Hia, I tried using partial fractions to integrate this expression but the integrator function on wolfram mathematics gave me a different answer.

$\displaystyle \int \frac{x^3}{(x^2-9)(x+1)}dx$ $\displaystyle =\int \frac{x^3}{(x+3)(x-3)(x+1)}dx$

integrals.wolfram.com gave me $\displaystyle \frac{1}{8}(8x+9ln(x-3)+ln(x+1)-18ln(x+3))$ where I presume the x is another constant

whilst I get $\displaystyle \frac{7}{4}ln(x+3)+\frac{9}{8}ln(x-3)+\frac{1}{8}ln(x+1)$ which is almost there,,,but if anyone could help me that would be great! thankyou

For my partial fractions I substituted x=-1,x=3 then when I did x=1 to calculate the coefficient above the term x+3 I kept getting 7/4. It must be a minor mistake which I can't see anywhere!!!!!

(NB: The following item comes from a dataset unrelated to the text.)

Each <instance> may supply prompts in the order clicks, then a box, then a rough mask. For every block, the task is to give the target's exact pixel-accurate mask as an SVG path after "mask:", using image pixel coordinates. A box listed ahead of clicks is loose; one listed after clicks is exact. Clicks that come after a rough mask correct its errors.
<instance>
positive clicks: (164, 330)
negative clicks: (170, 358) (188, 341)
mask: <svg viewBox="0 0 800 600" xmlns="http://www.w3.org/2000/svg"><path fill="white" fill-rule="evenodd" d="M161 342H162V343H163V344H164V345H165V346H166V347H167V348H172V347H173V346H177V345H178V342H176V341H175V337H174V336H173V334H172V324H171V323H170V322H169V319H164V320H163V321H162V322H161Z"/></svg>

$\displaystyle \frac{x^3}{(x+1)(x-3)(x+3)}=\frac{A}{x+3}+\frac{B}{x-3}+\frac{C}{x+1}$

$\displaystyle x^3=A(X-3)(X+1)+B(X+3)(X+1)+C(x+3)(x-3)$

x=1$\displaystyle \Longrightarrow$$\displaystyle C=\frac{1}{8}$X=3$\displaystyle \Longrightarrow$$\displaystyle B=\frac{27}{24}$X=1$\displaystyle \Longrightarrow$$\displaystyle A=\frac{7}{4}$???????